Kajari Parimo Selamatkan Uang Negara Ratusan Juta Rupiah

0
348
Kajari Parimo Selamatkan Uang Negara Ratusan Juta Rupiah
Kajari Parimo Serah Terimakan Uang Sitaan Rastra Kepada Kadire Bulog

Parimo, gemasulawesi.com– Kajari Parimo serah terimakan uang tebusan kasus program Beras Masyarakat Sejahtera (Rastra) senilai Rp 161.910.00 kepada Badan Usaha Logistik (Bulog) Kabupaten Parimo.

Hal ini disampaikan oleh Kepala Seksi Pidana Khusus (Kasi Pidsus) Kejaksaan Negeri Muhammad Tang kepada kami gemasulawesi.com di ruang kerjanya, Rabu, 30 Januari 2019.

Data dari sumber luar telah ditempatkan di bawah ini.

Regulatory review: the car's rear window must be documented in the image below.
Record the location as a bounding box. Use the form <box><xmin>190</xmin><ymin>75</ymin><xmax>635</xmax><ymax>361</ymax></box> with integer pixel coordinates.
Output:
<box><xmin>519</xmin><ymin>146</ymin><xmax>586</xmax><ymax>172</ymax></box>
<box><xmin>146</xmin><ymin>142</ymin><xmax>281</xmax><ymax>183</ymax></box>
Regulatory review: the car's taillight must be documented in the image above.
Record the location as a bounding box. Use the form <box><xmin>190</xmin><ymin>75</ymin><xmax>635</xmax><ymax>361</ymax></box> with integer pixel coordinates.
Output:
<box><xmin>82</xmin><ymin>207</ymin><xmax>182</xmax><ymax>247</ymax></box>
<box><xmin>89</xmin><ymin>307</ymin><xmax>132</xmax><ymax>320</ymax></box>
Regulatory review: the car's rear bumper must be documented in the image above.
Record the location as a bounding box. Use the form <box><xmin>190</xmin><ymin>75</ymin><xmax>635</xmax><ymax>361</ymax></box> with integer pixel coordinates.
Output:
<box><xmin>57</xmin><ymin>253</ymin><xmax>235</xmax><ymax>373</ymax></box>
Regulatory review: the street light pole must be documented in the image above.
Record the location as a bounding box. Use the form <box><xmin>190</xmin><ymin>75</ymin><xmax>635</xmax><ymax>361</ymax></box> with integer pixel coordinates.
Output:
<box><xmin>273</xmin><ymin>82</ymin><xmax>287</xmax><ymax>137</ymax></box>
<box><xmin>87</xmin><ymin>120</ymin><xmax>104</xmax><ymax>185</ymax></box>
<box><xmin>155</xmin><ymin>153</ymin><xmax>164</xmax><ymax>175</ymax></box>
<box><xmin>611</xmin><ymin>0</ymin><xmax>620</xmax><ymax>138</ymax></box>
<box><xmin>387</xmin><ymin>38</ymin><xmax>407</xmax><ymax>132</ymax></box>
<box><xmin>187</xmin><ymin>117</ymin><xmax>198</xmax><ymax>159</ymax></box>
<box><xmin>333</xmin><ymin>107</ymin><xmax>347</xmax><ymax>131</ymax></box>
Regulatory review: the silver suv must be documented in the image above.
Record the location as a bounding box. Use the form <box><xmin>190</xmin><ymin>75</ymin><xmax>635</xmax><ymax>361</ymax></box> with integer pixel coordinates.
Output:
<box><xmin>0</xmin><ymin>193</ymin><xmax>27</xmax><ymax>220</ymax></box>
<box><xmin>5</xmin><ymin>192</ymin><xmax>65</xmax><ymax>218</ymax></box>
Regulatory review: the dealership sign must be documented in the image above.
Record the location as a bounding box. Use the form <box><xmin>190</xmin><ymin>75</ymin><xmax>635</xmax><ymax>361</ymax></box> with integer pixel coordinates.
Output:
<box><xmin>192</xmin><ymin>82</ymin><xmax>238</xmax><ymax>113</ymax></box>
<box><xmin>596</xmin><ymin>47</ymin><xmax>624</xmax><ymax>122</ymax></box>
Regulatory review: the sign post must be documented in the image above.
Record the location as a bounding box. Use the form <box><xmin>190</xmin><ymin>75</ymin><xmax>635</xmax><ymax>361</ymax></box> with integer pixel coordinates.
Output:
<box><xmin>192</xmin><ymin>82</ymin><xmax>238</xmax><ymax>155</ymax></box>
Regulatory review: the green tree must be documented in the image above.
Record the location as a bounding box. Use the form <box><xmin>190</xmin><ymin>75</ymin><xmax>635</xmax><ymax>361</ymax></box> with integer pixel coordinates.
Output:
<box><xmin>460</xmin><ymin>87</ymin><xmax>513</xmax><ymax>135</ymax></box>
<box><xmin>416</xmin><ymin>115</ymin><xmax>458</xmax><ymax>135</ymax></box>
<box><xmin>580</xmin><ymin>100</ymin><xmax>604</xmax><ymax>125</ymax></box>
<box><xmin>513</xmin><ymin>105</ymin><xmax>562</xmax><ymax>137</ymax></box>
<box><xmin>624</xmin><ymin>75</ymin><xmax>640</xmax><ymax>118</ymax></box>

Uang tebusan tersebut diserahkan oleh Kepala Kejaksaan Negeri (Kajari) Parigi Moutong kepada Kepala Divisi Regional (Kadire) BULOG yang langsung diserahkan kepada Pimpinan Cabang (Pimcab) Bank Rakyat Indonesia (BRI).

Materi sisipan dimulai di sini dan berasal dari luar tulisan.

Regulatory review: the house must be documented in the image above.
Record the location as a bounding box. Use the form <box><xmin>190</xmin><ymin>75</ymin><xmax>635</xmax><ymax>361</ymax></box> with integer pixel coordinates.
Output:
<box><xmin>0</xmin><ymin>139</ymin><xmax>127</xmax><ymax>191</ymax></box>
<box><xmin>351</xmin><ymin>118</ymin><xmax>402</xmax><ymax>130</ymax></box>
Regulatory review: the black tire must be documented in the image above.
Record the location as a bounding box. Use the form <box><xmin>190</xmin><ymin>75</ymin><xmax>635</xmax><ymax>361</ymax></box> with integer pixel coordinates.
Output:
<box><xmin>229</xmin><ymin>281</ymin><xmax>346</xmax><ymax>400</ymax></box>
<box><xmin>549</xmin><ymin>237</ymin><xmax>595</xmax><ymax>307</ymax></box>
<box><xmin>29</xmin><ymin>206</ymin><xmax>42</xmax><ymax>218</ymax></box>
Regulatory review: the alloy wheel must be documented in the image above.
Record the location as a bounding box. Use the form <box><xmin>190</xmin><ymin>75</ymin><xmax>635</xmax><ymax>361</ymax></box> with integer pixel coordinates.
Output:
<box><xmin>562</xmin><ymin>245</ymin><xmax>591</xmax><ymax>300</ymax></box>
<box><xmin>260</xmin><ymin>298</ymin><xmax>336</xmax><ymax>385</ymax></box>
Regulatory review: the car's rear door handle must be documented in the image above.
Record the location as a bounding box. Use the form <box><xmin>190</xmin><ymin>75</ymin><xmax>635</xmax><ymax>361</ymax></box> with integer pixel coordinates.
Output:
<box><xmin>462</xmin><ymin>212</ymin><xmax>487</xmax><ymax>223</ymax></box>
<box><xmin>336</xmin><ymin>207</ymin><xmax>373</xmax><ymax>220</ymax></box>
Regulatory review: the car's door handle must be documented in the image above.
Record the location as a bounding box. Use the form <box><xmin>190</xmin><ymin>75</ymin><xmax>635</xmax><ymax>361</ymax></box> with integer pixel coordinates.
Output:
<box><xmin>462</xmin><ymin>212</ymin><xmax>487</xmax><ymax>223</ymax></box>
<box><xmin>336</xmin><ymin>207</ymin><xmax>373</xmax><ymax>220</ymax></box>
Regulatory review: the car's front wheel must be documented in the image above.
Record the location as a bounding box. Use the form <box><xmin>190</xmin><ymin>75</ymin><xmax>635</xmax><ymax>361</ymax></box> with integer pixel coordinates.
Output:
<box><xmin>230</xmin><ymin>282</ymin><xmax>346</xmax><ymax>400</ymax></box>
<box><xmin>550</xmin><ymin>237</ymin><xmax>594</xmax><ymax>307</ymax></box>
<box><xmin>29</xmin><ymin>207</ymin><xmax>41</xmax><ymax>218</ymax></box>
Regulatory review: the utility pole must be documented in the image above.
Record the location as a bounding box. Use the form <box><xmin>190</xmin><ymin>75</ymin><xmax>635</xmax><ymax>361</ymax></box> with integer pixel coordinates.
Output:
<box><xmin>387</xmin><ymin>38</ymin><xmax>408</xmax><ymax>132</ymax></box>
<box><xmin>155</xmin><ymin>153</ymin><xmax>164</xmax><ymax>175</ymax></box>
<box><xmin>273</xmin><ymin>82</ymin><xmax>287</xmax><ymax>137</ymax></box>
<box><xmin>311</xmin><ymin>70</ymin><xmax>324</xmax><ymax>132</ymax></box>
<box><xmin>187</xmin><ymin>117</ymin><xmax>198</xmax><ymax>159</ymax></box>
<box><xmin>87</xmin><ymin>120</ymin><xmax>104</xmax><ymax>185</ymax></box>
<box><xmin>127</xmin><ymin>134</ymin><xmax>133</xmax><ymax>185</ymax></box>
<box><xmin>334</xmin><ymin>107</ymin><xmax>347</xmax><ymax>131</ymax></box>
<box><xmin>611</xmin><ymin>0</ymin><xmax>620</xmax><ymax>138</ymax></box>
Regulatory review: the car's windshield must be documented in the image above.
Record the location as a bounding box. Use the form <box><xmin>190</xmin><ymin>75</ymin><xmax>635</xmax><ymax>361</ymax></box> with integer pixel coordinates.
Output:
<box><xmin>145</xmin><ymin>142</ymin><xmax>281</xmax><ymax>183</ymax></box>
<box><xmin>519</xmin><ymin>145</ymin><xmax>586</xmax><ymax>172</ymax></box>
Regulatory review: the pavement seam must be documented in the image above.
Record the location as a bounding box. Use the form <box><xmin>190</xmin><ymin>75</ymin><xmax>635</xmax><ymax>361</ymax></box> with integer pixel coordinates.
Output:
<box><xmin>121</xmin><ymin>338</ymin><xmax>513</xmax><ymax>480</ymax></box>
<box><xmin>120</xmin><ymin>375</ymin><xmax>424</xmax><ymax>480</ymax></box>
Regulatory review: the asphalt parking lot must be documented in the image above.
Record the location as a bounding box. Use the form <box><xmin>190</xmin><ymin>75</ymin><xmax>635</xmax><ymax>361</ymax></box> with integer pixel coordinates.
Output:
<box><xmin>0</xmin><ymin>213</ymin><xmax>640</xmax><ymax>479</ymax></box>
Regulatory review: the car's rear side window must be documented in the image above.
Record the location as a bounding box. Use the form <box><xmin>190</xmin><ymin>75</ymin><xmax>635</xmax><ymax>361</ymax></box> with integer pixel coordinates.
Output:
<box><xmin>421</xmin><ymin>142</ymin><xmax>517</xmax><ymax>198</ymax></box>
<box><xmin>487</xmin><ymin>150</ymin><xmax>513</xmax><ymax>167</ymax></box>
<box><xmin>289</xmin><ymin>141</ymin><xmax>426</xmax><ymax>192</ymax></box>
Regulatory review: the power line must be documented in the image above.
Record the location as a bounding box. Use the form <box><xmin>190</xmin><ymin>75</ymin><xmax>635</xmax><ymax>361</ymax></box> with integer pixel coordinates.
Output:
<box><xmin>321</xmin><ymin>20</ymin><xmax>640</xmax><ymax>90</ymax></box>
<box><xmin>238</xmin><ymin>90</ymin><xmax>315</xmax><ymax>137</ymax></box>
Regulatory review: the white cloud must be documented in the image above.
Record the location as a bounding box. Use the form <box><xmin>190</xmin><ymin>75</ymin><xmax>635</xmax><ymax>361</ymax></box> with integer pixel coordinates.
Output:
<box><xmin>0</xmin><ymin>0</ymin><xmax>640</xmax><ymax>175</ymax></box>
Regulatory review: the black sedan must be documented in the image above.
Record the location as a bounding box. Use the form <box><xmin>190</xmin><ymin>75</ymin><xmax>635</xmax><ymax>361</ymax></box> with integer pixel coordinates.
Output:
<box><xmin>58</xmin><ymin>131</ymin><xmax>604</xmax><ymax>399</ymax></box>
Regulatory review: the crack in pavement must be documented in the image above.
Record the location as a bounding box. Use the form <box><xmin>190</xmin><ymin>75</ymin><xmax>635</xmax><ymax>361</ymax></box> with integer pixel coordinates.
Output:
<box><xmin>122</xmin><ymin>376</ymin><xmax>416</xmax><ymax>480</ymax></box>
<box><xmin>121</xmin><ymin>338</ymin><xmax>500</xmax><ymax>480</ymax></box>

“Uang yang diserahkan itu merupakan hasil dari tindakan hukum bidang pidana khusus,intelejen dan datun Kejaksaan Negeri Parigi Moutong,” katanya.

Kasus ini sendiri lanjut Muhammad Tang, terkait dengan dugaan penyalahgunaan pengelolaan uang Rastra pada tahun anggaran 2017 di Kabupaten Parimo.

Permasalahan Rastra di Kabupaten Parimo merupakan piutang tertinggi ke Bulog se Propinsi Sulawesi Tengah.

Pada awal tahun 2018 uang tunggakan Rastra mencapai nilai Rp 1,1 Miliar, kemudian dapat ditekan menurun senilai Rp 294 Juta.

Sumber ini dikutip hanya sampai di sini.